Ultimately, our credulity is stretched and for me snapped with about ten minutes to go. Bzzzz. Multi-endings, you’d think, would be the preserve of three hour epics, like Return of the King, but we get them here, too. Stop surviving. Die, already. Bzzzz.

Bzzzz. Bzzzz. Bzzzzzzzzzzzzzzzzzzzzzzzzzzzzzzzzzzzzzzzz…

You see? You see how easy it is to become a movie mogul? Godzilla to Blair Witch in one go. I’m currently trying to connect 1985’s big movies, My Beautiful Laundrette and Red Sonja: the tyrant Thatch-Or seeks total power in a world of barbarism and liberal gayness; with only Lefty Lesbo ‘Red’ Sonja, able to stand up to her. All shot in cinema verité by Ken Loach and Peter Jackson, natch. I’ll make a stinker, but I might just make a fortune, too.

2 Comments leave one →
  1. May 17, 2012 5:17 pm

    *I have fond memories of this film because my boyfriend and I went to see it on one of our first dates together. It wasn’t very good but a) we were falling in love so we were happy anyway and b) we were kept entertained by all the moments where it was unintentionally comical, like the bit you mention where she explodes.

    I do love monster movies, though, so it’s disappointing when they don’t work. I think you have it exactly right, pinpointing that promising moment when ‘all hell breaks loose’ that made Cloverfield great fun before it failed to deliver.

    The other frustrating thing about the film is more general for me – there’s something I want to love about this growing genre of camcorder films. I always imagine someone will shoot some intimate, creepy, lo-fi thing that will just blow me away with atmosphere and mystery, but I’ve yet to find it. If it exists I would love to see it. My knowledge of films is not large, so I retain hope!

    I have seen Blair Witch (creepy; inevitable overriding memory: drippy nose) and Paranormal Activity (good idea, but as you note in your Nov ’09 review of that film it doesn’t work and shares that unintentionally funny problem that Cloverfield has).
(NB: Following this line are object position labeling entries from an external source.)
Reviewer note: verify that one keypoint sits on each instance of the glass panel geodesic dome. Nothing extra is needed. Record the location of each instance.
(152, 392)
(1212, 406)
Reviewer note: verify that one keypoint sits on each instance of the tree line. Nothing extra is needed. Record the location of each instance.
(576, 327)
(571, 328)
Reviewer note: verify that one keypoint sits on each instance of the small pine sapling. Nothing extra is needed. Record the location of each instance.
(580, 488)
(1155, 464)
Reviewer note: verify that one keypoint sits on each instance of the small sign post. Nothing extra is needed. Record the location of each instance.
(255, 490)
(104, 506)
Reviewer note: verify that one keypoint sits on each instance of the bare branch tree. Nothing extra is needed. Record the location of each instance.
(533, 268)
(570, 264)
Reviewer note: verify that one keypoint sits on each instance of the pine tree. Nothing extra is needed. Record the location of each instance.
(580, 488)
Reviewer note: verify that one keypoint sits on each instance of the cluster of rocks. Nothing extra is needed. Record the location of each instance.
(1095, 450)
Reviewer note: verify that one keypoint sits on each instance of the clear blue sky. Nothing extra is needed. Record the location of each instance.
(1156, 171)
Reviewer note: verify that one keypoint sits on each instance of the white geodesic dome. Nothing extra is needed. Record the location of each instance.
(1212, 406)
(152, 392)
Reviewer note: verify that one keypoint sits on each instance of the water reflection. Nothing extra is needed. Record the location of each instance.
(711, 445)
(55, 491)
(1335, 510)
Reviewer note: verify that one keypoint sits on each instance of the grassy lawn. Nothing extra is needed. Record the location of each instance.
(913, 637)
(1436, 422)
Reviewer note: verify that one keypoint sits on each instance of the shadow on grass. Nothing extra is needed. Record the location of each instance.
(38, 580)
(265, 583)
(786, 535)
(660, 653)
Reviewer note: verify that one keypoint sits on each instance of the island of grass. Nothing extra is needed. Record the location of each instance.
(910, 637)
I haven’t seen REC yet. Any recommendations much appreciated.

    (This is also a competition comment, complete with asterisk! I first visited your excellent blog when you tweeted about the competition on Twitter a wee while back – glad I found it.)

  2. May 17, 2012 9:09 pm

    Hi Eva. Thank you so much for your kind words. Of the “lost footage’ camcorder movies, my favourite is REC, by some distance. REC2 tries to explain too much, but that first movie is a cracker. Competition is over soon, Lordy, thanks for the reminder!